L’évidence du projet, le 24 mars 1987, lors de la signature
de la convention « pour la création et l’exploitation d’Euro
Disneyland en France » entre, d’une part, la Walt Disney
Company et, d’autres parts, l’Etat français, la Région
Ile-de-France, le Département de la Seine-et-Marne, l’Etablissement
Public d’Aménagement de la ville nouvelle de Marne-la-Vallée
et la R.A.T.P. n’était pourtant plus la même en 1992, dans
une France divisée par la validation référendaire de
l’adhésion française au Traité de Maastricht. Quiconque aura
participé à cette campagne, partisan ou opposant, sera en
mesure de se souvenir qu’au delà de la promesse d’une paix
européenne garantie, Maastricht fut légitimé au Peuple
français comme un rempart contre la toute puissance des
Etats-Unis, effrénée par la chute du Mur de Berlin en 1989,
et, comme le nommèrent rapidement les programmes lycéens
d’histoire, de géographie et d’économie, « l’effondrement du
bloc soviétique » en 1991.
Au cours des multiples débats qui peuvent traiter de ce
site, d’aucuns pensent, journalistes du Monde diplomatique
en tête, que l’installation de Disney à Paris est une énième
manifestation de « l’uniformisation culturelle » ; d’autres
leur opposent la stricte victoire du commerce et de
l’industrie ; d’autres encore, y voient une simple
opportunité pour l’emploi et les loisirs, etc. Et enfin, il
y a ceux qui, sans moins y penser, y vont. En mars dernier,
je me rendais donc dans la Région parisienne, décidé à me
lancer dans une première observation de ce qui draine autant
de population.
Des personnes rencontrées « au hasard » de ma vie d’apprenti
sociologue, certaines y sont allées, trois ou quatre fois.
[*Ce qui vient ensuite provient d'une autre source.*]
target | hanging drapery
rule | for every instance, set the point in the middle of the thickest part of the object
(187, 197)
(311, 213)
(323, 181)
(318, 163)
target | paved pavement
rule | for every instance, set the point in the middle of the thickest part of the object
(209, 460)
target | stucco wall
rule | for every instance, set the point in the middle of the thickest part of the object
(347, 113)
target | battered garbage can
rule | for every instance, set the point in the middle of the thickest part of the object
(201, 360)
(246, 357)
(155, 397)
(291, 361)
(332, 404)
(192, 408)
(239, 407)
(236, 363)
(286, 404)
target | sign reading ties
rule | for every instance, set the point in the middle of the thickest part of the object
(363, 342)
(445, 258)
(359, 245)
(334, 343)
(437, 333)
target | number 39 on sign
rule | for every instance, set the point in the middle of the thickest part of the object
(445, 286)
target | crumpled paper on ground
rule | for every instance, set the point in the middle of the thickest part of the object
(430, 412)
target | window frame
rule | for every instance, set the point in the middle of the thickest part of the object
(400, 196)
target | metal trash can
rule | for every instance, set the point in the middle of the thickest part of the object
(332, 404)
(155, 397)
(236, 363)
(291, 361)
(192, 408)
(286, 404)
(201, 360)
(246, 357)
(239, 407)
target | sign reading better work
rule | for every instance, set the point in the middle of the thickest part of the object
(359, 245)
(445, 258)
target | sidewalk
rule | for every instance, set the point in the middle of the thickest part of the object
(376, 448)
De ceux avec qui j’évoluai ce samedi de mars, et avec qui
j’entrais en discussion, il en était qui entraient ici pour
la deuxième fois en moins de six mois, avec leurs enfants.
Et beaucoup, les yeux brillants, oublient les kilomètres
d’autoroutes, le coût total de l’opération et les « coups de
barre » (surtout pour ceux qui doivent « contrôler » leur
progéniture), pour s’émerveiller de leurs souvenirs,
promouvoir le site, dans l’explicitation de la nécessité
ultime de s’y rendre : « Oh, tu devrais y aller, je
t’assure, tu vas aimer ». Cette « catégorie » de visiteurs,
si tant est que l’on puisse en dresser un inventaire plus ou
moins précis, donne à ma recherche de « tendance générale »
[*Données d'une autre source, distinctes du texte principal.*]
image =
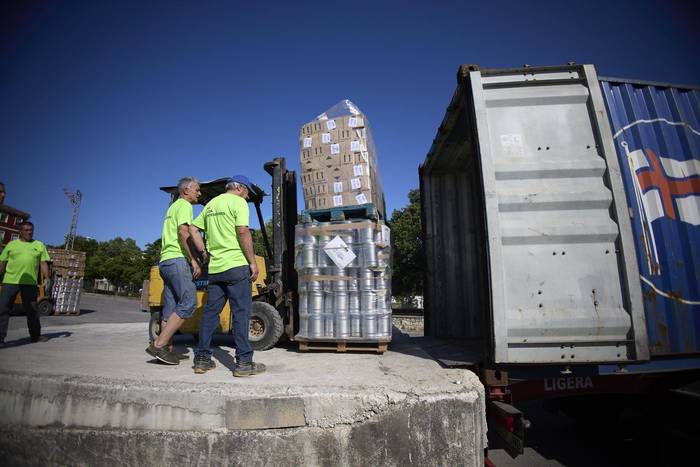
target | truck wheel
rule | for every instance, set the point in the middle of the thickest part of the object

sur l’aspect liturgique du site Disney, un premier
rapprochement qui peut amener trop vite le chercheur vers
une tentation conclusive précoce. La non-quantification de
cette « catégorie » implique que cette « béatitude » n’est
sûrement pas un indicateur suffisant à cette conclusion,
même avec cette apparente similitude : la lecture des divers
articles, le visionnage de film et la journée passée là-bas
(trop courte pour tout voir, bien entendu) m’aideront donc à
savoir ce qui de la religion, sert effectivement à, ici,
lier les Hommes, et de quelle manière, les méthodes
d’installations utilisées par la maison Disney s’inspirent
de celle de l’Eglise.
L’une des premières similitudes que l’observateur peut
relever entre le groupe Disney et les religions occidentales
réside dans la longévité de l’installation de Disney dans
les esprits des occidentaux. Certes, il n’y a rien de
comparable entre l’âge de l’installation de la chrétienté et
celle de Mickey, mais, néanmoins, cette caractéristique
d’établi fonctionne selon les mêmes modalités. A la lecture
des œuvres de certains sociologues, le chercheur apprend
bien vite que la pérennité de l’Eglise résida longtemps, en
partie, dans sa capacité à se voir promouvoir aux enfants
par leurs parents. Par exemple, les études de Charles Tilly
(La Vendée – Révolution et contre-révolution, 1964)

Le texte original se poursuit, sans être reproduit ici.